Anahtar Sözcükler: Sahra altı göç, Nijerya, Senegal, Kongo, Kamerun

Work Migration from Sub-Saharan Africa to Turkey

Abstract

The population at large of İstanbul takes notice of the presence of large numbers of sub-Saharan immigrants from the ubiquity of African street vendors. The significant role that these immigrants assume in export and shipping activities, or the social and cultural activities in which they engage among themselves are much less widely known. Two developments underwrite this immigration movement. On the one hand Turkey’s opening to sub-Saharan Africa, its closer political and economic ties and the relations established through private investments, sport teams, schools, and university students; on the other, rising African growth rates, which stimulate both demand for imports and the desire for outmigration. This article is based on a yearlong fieldwork among West and Central African immigrants in İstanbul. It describes their social life and the range of economic positions they occupy, from daily wage work, to the provision of independent services and crafts, to business ownership. The article ends with a section assessing the economic and social contributions of the immigrants.

(2)

Sahra altı Afrika Ülkelerinden Türkiye’ye İş Göçü

Sahra altı ülkelerden Türkiye’ye gelip yerleşen insanlar son on beş yıl içinde görünür bir grup haline geldi. Bu yazıda az bilinen bu göçmen kesimi üzerine İstanbul’da 2010-2011 yılında yaptığım bir alan araştırmasının sonuçlarını sunuyorum. Afrikalı göçmenler çoğu zaman başka göçmen grupları ile bir arada ele alınıyor. İncelemelere rehber olan temel kavramlar, kayıtlı/kayıt dışı, siyasi sığınma talebi, transit göç gibi ya emniyet kurumlarının verilerinden alınmış ya da Avrupa Birliğine giriş pazarlıklarından araştırma dünyasına aktarılmış. Alan çalışmam sırasında bu kategorileri bir yana bıraktım, burada da öyle yapıyorum. Odaklandığım göçmenlerin hepsi toptan kayıtlı veya kayıt dışı değil, çoğunluğu sığınma talepçisi de değil; ayrıca insanlar bu başlıkların birinden öbürüne kolayca geçiveriyor. Transit göç fikrini ise aşağıda bir alt bölümde ele alacağım.

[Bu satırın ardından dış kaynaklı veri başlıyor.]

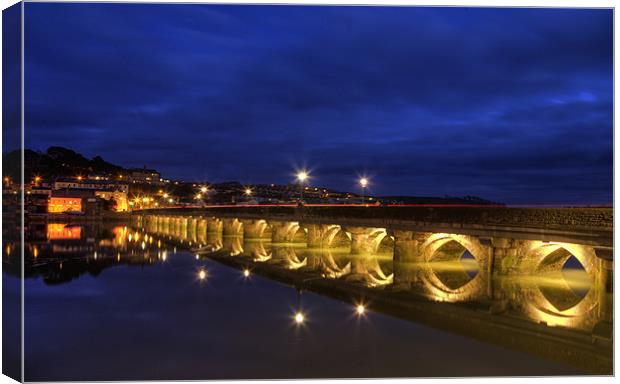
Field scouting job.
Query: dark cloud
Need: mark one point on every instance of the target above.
(510, 104)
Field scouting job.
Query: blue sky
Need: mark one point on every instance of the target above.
(513, 105)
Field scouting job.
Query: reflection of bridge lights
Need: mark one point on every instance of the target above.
(299, 317)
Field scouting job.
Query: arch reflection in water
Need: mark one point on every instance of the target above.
(440, 266)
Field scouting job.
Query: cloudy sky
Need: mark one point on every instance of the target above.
(513, 105)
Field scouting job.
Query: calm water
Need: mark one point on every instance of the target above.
(109, 302)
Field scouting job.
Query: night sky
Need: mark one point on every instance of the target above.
(513, 105)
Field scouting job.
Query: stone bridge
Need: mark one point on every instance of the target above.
(406, 252)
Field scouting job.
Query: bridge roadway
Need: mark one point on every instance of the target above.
(588, 226)
(502, 241)
(509, 245)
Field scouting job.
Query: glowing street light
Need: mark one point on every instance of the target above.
(360, 309)
(364, 184)
(302, 176)
(299, 317)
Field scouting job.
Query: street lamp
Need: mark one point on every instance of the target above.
(301, 177)
(364, 184)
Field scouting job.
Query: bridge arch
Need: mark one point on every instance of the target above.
(460, 286)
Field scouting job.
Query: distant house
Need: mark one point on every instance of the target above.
(101, 185)
(68, 201)
(144, 176)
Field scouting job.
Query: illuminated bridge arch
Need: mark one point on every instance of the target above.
(443, 247)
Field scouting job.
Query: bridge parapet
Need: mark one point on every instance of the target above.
(593, 226)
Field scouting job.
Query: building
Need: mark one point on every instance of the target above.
(119, 197)
(67, 201)
(94, 184)
(144, 176)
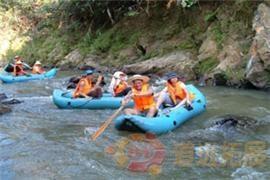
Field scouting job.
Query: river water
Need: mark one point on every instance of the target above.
(40, 141)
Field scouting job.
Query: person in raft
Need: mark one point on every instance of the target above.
(142, 95)
(85, 88)
(18, 69)
(175, 94)
(37, 68)
(119, 86)
(18, 58)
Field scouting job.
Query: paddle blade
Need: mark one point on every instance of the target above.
(106, 124)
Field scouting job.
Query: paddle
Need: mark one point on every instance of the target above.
(107, 122)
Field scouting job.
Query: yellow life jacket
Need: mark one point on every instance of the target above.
(83, 87)
(176, 92)
(120, 87)
(143, 103)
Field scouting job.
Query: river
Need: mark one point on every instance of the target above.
(40, 141)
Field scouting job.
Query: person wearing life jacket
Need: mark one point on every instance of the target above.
(175, 94)
(142, 95)
(119, 86)
(86, 88)
(37, 68)
(18, 58)
(18, 69)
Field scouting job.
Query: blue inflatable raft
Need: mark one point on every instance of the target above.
(9, 78)
(63, 100)
(163, 122)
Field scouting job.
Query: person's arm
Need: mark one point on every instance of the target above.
(162, 91)
(98, 80)
(187, 93)
(185, 100)
(148, 93)
(127, 98)
(26, 65)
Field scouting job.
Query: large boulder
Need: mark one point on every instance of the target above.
(258, 69)
(230, 56)
(55, 55)
(91, 62)
(179, 61)
(208, 49)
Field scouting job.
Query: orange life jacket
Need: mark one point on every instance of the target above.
(176, 92)
(18, 70)
(143, 102)
(37, 69)
(120, 87)
(83, 87)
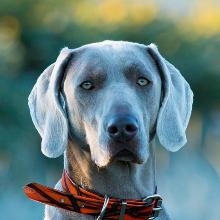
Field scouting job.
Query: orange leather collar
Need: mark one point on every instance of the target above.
(75, 198)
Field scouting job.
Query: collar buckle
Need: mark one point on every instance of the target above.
(156, 210)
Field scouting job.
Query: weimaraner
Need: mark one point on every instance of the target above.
(102, 105)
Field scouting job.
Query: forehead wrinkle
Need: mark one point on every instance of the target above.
(145, 62)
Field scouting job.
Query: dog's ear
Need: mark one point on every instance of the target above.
(176, 106)
(47, 107)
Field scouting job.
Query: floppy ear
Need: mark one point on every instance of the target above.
(45, 103)
(176, 103)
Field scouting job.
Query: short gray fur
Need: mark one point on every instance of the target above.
(72, 121)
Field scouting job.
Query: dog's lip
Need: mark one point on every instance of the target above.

Bu yazının betimleyici amacı dışında bazı savları var: Sahra altı Afrika’dan göç Türkiye’nin Afrika ile artan ilişkileri, ihracat, spor dünyası ve yüksek eğitim kurumlarının geçirdiği değişimler gibi gelişmelerle ilgili. Aynı zamanda Afrika’nın iktisadi hayatında ümit verici bir doğrulmanın izdüşümü. Bu noktalar şimdiye kadar gözden kaçmış durumda sanıyorum. Yazımın sonunda göç hakkında kamuda fazla kafa yormadan ama sık sık dile getirilen bazı iktisadi görüşlerin biraz derinleştirilmesi gerekliliğine değineceğim.

Türkiye’de göç

1980’li yıllara kadar Türkiye göçmen alan değil Avrupa’ya işçi/göçmen gönderen bir ülke olarak konuşulurdu. Aslında bu görüş eksik bir belleğe dayanıyor. On dokuzuncu yüzyılın sonlarından 1920’lere kadar bugünkü coğrafyamız son derece büyük ve olağan dışı göç dalgalarına sahne oldu. Daralan Osmanlı sınırlarının dışından çok büyük sayıda insan kesintili akınlar halinde Türkiye’ye girerken Osmanlı sınırları içinde yaşayan yine çok büyük sayıda başkaları sancılı olaylarla sınır dışına gitmeye zorlandı. Bu iki zıt hareket birlikte cumhuriyetin ilanından sonra belli bir tipte bir ulus oluşturdu,

(3)

nüfusu belirledi. Cumhuriyet döneminde de benzer ama daha küçük çapta girişler ve çıkışlar devam etti. Bu göç hareketleri devletin seçtiği din ve kültür ilkelerine göre tasvip gördü, kolaylaştırıldı veya planlandı.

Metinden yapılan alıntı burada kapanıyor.